Department of Neurology, Albert Einstein College of Medicine and the Montefiore Headache Center, Bronx, New York.
Headache Unit, Neurology Department, Vall d'Hebron University Hospital, Barcelona, Spain.
JAMA Netw Open. 2022 Jun 1;5(6):e2215499. doi: 10.1001/jamanetworkopen.2022.15499.
Some patients with migraine, particularly those in primary care, require effective, well-tolerated, migraine-specific oral preventive treatments.
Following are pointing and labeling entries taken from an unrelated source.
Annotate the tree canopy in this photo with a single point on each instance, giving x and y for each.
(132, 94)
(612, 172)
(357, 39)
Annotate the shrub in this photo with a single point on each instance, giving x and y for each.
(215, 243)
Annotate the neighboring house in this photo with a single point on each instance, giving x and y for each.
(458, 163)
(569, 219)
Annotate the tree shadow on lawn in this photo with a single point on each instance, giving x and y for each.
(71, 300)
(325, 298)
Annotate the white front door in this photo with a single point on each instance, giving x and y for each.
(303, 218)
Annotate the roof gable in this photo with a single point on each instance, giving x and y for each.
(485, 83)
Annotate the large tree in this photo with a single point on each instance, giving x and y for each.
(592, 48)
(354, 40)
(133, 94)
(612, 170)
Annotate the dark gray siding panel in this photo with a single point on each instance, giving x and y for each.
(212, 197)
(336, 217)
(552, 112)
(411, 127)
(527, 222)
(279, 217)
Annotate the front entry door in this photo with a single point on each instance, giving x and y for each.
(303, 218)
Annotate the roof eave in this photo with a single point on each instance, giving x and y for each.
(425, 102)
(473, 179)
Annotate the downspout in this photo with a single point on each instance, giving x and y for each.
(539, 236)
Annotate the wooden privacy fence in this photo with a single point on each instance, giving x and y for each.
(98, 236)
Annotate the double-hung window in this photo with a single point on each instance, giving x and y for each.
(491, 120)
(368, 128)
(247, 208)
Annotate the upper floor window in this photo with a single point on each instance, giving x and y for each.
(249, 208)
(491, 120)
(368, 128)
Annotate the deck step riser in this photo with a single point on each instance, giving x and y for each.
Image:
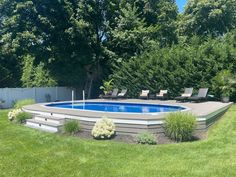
(42, 127)
(49, 120)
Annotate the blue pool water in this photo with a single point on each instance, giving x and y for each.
(118, 107)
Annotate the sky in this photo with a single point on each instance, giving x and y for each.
(181, 4)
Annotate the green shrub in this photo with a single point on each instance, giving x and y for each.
(20, 103)
(146, 138)
(72, 126)
(22, 116)
(180, 126)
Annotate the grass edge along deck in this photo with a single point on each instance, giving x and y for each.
(124, 126)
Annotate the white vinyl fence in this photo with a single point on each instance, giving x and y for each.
(39, 94)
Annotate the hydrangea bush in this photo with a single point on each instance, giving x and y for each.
(103, 129)
(12, 114)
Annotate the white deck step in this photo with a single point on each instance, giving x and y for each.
(44, 125)
(50, 119)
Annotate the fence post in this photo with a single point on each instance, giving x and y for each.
(56, 93)
(35, 94)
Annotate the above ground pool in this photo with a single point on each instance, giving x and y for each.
(118, 107)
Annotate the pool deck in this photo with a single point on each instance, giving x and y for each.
(132, 123)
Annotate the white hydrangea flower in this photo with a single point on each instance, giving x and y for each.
(103, 128)
(12, 114)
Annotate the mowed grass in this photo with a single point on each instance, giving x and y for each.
(26, 152)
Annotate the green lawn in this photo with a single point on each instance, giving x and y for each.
(31, 153)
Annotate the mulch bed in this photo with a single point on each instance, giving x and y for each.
(131, 139)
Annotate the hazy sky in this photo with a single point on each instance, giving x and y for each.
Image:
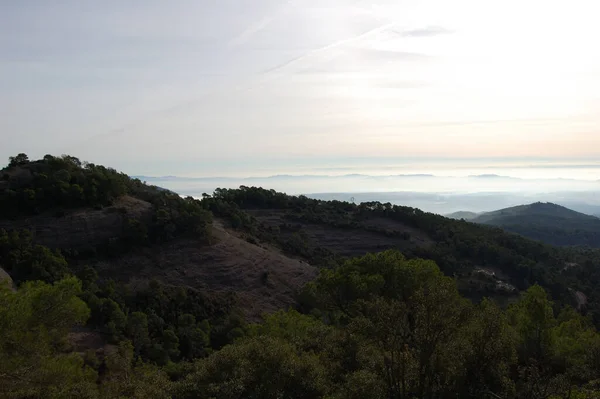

To examine the efficacy of atogepant, an oral, small-molecule, calcitonin gene-related peptide receptor antagonist, using 4 levels of mean monthly migraine-day (MMD) responder rates.
DESIGN, SETTING, AND PARTICIPANTS: This secondary analysis of a phase 3, double-blind, placebo-controlled randomized clinical trial evaluated the efficacy and safety of atogepant for the preventive treatment of migraine from December 14, 2018, to June 19, 2020, in adults with 4 to 14 migraine-days per month at 128 sites in the US.
Patients were administered 10 mg of atogepant (n = 222), 30 mg of atogepant (n = 230), 60 mg of atogepant (n = 235), or placebo (n = 223) once daily in a 1:1:1:1 ratio for 12 weeks.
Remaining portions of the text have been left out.